Их было трое, моих лучших друзей. Поттер, Блэк и Люпин. Люпин, Поттер и Блэк. Блэк, Люпин и Поттер… В каком порядке не называй эти фамилии – ничего не изменится, как неизменны мои чувства к ним. Они – мои друзья. Мои лучшие и единственные друзья…
Чёрт, чёрт, чёрт!!! Ненавижу их! Ненавижу, ненавижу!!! Как же я ненавижу их… Троица придурков! Мародёры хреновы! Ещё бы расхитителями гробниц назвались… Идиоты безмозглые, умники долбаные!

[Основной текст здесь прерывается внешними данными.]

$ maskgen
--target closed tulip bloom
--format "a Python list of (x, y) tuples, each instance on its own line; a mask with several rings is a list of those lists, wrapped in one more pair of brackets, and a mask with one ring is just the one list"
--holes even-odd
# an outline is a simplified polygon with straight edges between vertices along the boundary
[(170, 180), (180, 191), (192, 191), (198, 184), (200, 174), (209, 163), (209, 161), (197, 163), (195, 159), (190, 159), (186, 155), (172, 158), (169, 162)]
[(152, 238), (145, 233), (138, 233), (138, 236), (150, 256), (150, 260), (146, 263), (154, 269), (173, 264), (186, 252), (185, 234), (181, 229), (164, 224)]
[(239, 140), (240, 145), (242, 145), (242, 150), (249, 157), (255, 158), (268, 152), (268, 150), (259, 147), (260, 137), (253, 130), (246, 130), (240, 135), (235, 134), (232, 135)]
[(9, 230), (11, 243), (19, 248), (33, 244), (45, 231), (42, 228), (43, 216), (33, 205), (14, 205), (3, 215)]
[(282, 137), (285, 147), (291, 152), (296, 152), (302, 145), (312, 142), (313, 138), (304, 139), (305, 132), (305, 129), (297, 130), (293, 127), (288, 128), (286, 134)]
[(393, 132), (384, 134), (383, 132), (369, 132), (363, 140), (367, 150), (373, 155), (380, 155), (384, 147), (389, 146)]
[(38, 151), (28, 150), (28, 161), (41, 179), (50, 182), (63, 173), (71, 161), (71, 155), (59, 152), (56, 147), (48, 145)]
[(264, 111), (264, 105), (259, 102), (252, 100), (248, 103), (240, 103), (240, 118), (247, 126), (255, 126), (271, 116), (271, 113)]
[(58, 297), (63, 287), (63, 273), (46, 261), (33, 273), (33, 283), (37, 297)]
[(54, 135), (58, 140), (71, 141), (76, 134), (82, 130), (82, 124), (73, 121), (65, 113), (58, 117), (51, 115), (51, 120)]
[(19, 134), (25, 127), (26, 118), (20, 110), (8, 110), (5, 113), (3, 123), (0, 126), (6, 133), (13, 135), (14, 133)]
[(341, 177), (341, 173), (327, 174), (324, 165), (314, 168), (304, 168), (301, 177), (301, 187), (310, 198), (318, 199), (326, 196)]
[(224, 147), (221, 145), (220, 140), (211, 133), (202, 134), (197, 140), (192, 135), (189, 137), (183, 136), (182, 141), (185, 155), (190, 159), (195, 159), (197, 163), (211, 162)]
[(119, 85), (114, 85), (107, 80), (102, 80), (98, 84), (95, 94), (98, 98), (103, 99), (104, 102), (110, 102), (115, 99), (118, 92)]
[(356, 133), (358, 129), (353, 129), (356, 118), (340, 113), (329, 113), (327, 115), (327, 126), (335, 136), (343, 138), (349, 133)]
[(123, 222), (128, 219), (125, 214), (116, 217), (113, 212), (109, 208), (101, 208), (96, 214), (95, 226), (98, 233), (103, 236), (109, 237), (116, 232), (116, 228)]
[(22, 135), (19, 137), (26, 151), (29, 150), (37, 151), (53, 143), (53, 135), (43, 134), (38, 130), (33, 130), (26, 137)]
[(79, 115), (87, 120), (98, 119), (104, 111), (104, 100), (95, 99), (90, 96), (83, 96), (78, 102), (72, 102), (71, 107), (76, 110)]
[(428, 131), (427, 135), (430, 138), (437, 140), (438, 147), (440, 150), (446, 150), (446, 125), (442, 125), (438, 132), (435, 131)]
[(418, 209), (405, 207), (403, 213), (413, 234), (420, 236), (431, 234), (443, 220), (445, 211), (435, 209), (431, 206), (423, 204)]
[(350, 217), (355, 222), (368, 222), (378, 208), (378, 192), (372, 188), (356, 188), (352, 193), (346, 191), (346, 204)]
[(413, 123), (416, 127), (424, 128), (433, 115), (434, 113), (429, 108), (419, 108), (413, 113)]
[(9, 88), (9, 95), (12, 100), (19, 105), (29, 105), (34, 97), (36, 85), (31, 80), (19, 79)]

Лицемеры, хамелеоны, притворы!!!
А как всё хорошо начиналось…
Нотт и МакНейр мне тогда чуть все зубы не повыбивали, в том глухом тупичке на третьем этаже, как вдруг эта неугомонная троица появилась прямо из стены, Поттер торопливо засовывал за пазуху какую-то карту. Ну, как же, разве мог этот поборник справедливости, этот сверхпринципиальный Поттер пройти мимо того, кого обижали? Да ещё двое на одного, да на этого хлюпика Петтигрю? А этот сердобольный Люпин, которого после смерти впору причислять к лику святых? Его хлебом ни корми – дай пожалеть кого-нибудь. А гроза обидчиков девушек и сирот Блэк? Такой шанс продемонстрировать силу мускулов и поиграть мышцой на людях, а заодно и всыпать ненавистным слизеринцам по первое число! Накостыляли они тем двоим хорошо, я аж залюбовался, спасли несчастного Питти, честь им и хвала…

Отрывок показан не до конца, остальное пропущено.